M&Aアドバイザリーは、M&A相手の選定からスキーム構築、買収/売却金額交渉、買収資金の調達まで、M&Aのプロセスを総合的にサポートする仕事です。専門的なファイナンス知識と高度なスキル、それらのパフォーマンスを発揮させる体力が要求されますが、仕事の内容に見合った高収入を得られることが多く、M&A関連でも人気の高い職業となっています。
ここでは、M&Aアドバイザリーの仕事内容や、想定される年収をご紹介します。併せて、求められる経験やスキル、面接時のポイントなどについても見ていきましょう。
<目次>
M&Aアドバイザリーとは?
転職市場の最新動向
M&Aアドバイザリーの仕事内容
M&Aアドバイザリーの年収は?
M&Aアドバイザリーに求められるスキル・経験
M&Aアドバイザリーの採用選考・おすすめの面接対策
M&Aアドバイザリーに向いている人
未経験からM&Aアドバイザリーに転職は可能?
転職エージェントに相談するメリット
M&Aアドバイザリーへの転職希望者にキャリアコンサルタントからアドバイス
M&Aアドバイザリーとは?
M&Aアドバイザリーとは、企業のM&Aプロセスを総合的に支援する人のことです。買収または売却を希望するクライアント企業から依頼を受け、M&Aの複雑なプロセスをサポートし、クライアント企業の利益の最大化を図ります。
M&Aコンサルタント、M&A仲介との違い
M&Aアドバイザリーと似ているようで業務内容が異なる職種としては、M&AコンサルタントとM&A仲介があります。
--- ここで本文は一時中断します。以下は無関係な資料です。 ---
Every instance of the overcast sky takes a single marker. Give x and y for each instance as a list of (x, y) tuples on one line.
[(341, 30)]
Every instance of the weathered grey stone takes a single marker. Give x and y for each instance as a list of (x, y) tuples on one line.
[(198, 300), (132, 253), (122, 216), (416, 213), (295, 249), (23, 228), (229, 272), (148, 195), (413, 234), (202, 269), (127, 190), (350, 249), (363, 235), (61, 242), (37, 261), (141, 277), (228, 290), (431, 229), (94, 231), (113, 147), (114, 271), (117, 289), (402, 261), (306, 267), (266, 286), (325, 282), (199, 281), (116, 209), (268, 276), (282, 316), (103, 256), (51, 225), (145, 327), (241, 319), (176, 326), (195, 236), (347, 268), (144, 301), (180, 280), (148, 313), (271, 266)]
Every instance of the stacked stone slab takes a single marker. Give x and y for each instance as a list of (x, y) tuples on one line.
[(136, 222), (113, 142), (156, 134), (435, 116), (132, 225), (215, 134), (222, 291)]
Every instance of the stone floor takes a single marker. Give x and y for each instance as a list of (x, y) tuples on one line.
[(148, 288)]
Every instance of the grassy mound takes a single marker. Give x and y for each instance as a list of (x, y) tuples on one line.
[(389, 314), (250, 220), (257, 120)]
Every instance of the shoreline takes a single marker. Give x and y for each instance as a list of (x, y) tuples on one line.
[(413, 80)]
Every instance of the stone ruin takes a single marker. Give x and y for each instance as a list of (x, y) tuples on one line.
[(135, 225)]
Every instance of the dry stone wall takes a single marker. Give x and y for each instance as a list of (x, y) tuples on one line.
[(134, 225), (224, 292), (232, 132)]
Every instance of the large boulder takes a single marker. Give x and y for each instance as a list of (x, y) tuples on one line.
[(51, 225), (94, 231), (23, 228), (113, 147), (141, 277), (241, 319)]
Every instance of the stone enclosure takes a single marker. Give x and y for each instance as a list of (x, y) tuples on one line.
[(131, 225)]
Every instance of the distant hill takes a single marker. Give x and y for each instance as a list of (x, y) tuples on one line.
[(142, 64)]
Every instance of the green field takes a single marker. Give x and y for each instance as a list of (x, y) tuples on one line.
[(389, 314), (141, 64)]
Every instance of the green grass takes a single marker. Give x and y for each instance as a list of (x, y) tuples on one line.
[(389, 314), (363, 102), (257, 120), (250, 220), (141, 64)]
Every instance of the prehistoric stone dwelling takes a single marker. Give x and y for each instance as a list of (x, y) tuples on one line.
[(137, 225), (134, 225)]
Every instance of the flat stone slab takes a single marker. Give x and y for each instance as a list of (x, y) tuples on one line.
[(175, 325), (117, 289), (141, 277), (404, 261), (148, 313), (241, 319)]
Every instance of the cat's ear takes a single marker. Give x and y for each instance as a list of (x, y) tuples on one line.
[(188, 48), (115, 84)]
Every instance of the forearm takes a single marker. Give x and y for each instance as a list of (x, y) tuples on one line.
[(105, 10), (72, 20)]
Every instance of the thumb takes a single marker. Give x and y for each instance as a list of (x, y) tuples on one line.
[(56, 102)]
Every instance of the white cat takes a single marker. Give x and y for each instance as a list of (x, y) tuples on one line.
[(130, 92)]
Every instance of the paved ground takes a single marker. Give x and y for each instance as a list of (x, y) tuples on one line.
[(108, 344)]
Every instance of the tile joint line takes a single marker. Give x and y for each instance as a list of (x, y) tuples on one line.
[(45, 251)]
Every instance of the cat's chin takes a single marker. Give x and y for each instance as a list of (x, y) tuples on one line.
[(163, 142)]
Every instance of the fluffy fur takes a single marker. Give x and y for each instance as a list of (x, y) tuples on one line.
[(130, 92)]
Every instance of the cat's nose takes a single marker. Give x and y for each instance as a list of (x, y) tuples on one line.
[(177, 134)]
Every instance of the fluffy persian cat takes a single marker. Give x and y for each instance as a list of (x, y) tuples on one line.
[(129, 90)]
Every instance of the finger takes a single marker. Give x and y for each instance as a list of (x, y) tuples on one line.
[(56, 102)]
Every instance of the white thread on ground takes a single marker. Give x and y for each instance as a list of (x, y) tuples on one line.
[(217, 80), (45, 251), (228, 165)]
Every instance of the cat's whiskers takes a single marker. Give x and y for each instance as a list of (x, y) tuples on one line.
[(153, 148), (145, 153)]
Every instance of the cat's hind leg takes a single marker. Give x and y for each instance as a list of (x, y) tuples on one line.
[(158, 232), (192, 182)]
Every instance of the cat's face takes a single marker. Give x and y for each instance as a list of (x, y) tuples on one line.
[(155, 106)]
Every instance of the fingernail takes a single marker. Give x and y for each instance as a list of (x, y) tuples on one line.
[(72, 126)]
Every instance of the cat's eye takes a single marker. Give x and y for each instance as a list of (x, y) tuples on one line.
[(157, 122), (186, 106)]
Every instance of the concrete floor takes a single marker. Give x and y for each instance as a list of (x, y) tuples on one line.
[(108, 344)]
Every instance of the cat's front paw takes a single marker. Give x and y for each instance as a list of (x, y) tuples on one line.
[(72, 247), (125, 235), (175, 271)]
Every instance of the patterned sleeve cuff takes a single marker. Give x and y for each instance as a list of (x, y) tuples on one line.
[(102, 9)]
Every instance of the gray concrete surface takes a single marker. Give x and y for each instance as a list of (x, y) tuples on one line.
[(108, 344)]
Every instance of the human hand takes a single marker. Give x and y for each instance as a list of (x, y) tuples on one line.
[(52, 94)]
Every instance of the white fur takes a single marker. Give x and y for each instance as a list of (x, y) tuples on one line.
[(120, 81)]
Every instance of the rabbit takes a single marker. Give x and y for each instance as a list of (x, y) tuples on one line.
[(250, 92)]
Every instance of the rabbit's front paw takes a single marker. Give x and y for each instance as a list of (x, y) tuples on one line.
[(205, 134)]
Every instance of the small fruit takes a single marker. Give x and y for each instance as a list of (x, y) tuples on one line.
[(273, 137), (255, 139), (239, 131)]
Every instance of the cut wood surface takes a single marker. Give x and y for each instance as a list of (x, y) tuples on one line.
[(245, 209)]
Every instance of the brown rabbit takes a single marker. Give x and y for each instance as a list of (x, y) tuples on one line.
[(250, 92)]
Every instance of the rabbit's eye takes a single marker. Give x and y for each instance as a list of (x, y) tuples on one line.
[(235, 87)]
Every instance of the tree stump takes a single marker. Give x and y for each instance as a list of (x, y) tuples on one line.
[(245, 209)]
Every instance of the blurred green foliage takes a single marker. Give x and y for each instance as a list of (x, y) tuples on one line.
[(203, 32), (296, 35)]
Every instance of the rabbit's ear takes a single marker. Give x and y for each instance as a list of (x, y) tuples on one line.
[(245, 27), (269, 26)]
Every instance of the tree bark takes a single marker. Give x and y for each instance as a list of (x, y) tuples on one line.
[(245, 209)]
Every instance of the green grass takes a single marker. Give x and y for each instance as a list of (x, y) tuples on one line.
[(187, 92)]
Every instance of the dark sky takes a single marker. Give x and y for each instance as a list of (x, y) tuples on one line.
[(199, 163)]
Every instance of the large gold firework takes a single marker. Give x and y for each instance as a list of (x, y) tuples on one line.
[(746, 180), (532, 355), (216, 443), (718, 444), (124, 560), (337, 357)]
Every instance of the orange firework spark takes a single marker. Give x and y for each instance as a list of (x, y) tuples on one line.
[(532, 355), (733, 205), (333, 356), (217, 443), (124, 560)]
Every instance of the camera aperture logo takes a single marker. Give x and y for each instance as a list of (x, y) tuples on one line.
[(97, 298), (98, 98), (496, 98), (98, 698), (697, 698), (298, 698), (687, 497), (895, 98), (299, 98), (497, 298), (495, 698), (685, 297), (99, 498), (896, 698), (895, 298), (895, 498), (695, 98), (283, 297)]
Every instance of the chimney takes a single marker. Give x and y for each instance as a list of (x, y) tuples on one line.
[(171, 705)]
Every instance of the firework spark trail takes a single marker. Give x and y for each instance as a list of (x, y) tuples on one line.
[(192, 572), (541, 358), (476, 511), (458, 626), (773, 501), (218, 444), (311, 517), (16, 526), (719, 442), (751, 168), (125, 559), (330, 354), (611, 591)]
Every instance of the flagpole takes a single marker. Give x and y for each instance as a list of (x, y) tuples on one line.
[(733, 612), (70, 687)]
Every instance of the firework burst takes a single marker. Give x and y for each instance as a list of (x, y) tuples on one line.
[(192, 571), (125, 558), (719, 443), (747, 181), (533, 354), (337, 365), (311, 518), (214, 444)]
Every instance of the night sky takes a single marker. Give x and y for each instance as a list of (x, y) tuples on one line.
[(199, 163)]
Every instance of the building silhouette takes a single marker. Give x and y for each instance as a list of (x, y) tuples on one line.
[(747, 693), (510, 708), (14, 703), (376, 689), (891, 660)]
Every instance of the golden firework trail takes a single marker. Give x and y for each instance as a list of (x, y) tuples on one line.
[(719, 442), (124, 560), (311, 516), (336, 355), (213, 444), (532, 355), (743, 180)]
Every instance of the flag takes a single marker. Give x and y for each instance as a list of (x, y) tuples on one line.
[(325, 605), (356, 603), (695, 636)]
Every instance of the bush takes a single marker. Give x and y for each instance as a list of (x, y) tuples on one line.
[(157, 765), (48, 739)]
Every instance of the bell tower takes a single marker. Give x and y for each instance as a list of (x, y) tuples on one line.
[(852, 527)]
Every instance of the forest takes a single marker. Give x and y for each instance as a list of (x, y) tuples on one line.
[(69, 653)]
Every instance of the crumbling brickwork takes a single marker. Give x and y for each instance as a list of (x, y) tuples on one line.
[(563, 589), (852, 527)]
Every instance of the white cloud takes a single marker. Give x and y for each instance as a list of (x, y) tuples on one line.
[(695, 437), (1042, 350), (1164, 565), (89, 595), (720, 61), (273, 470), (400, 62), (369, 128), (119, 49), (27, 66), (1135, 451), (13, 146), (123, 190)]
M&Aアドバイザリーの職域を確認するために、まずはM&A支援で求められる業務内容を見ていきましょう。M&A支援業務は、大きく次の3つに分けられます
<M&A支援業務の3つの領域>
(1)全社経営戦略を踏まえた上でさまざまな試算やシミュレーションを行い、M&A実行の可否を提案するプレM&A戦略コンサルティング
(2)M&A実施決定後、M&Aの相手方の選定、スキーム構築、買収/売却金額交渉、買収資金の調達など、契約締結に至るまでの諸手続きの支援
(3)買収完了後、企業の組織再編やシステムの統合、業績アップのための戦略立案を目的としたコンサルティング
このうち、(2)の部分を担当し、主に大手企業のM&Aプロセスにおける財務面を中心とした総合的な支援を行うのがM&Aアドバイザリーになります。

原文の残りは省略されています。